Shadow1980 said:
I'm not directly comparing the PS3's situation and the Wii U's situation. They faced different obstacles. The PS3 had to deal with a high price, a later start than the 360, the surprise success of the Wii, and, to a lesser extent, a lack of compelling exclusives, while the Wii U was having to deal with minimal advertising as well as the single worst game drought faced by a mainstream system (people buy Nintendo systems mainly for Nintendo games, which the Wii U had none, while the PS3 was able to rely on third-party sales). However, I am using the PS3 (and every other system) to illustrate that simplistic "System A is selling at x% of System B" analyses are woefully naive. We don't know if the Wii U's 2014 baseline will improve over 2013's, or if big games like Mario Kart 8 will boost sales, or what have you. It could rebound, or it could continue to fall flat. I think with more games that people buy Nintendo systems to play, lower price & better bundles, and heavier advertising, it could do a lot better this year, while others think that not even that will be enough. Both are reasonable guesses.
Also, comparing the Wii U to the Dreamcast is even more baseless than comparing it to the GameCube. With the Dreamcast, Sega was coming off of the Saturn, which was a failure everywhere but Japan (where it still only did okay), plus Sega had nothing to fall back on. While the Dreamcast did rather well early on, Sega decided to cut their losses in the face of the juggernaut that was the PS2 and withdraw from the hardware market. We don't know how much it would have sold had Sega been willing and able to continue onward. Meanwhile, Nintendo is coming off of the success of the Wii, plus they have their successful handhelds division. They've amassed a ton of cash from the DS and Wii, and the 3DS is selling very well. Ergo, Nintendo has no reason to withdraw from the hardware market like Sega did, and thus the Wii U won't face the same fate as the Dreamcast. Unless it has a catastrophic 2014 and doesn't recover, it will almost certainly sell more than 10 million units, and it won't be discontinued anytime soon.

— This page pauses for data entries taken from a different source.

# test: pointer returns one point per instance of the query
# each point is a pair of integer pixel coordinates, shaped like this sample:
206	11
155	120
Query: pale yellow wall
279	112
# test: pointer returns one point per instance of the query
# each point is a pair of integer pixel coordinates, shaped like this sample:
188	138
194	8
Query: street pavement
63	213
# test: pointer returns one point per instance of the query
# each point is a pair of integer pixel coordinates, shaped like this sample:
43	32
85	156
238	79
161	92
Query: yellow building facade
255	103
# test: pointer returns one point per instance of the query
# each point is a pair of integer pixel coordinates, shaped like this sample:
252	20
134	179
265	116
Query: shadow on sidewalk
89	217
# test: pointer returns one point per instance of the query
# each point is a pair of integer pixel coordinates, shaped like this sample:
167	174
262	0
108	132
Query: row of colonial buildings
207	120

Oh, I have no doubts that the PS4 will be the sales leader. However, any projections of lifetime sales are just guesses. Just because it had a record launch doesn't entail that it will go on to outsell the PS2. I think it could sell close to PS2 numbers, but there's no way of knowing what its long-term sales curve will look like (i.e., how fast it will grow prior to peaking, when it will peak, and how fast it will decline after peaking). It could continue to trend ahead of the PS3 or even the PS2 for several years, but could taper off much quicker and end up selling only 120 million. Or it could go on untold heights and sell 200 million units. Or its sales curve might be different from the PS2's but have the same endpoint of 150-160 million. Or it might only marginally outsell the PS3 for any of a number of reasons (such as bombing in Japan). We just don't know. With the system being only two months old and all the various factors that cause systems to sell what they do (supply constraints, demand-influencing factors like price, games, etc., and perhaps various other things), we can't make any projections with any degree of confidence. It's all very rough guesswork. As the years go by, we might be able to make predictions of its lifetime sales with greater confidence, but even then it's something you have to take week by week, month by month, and year by year.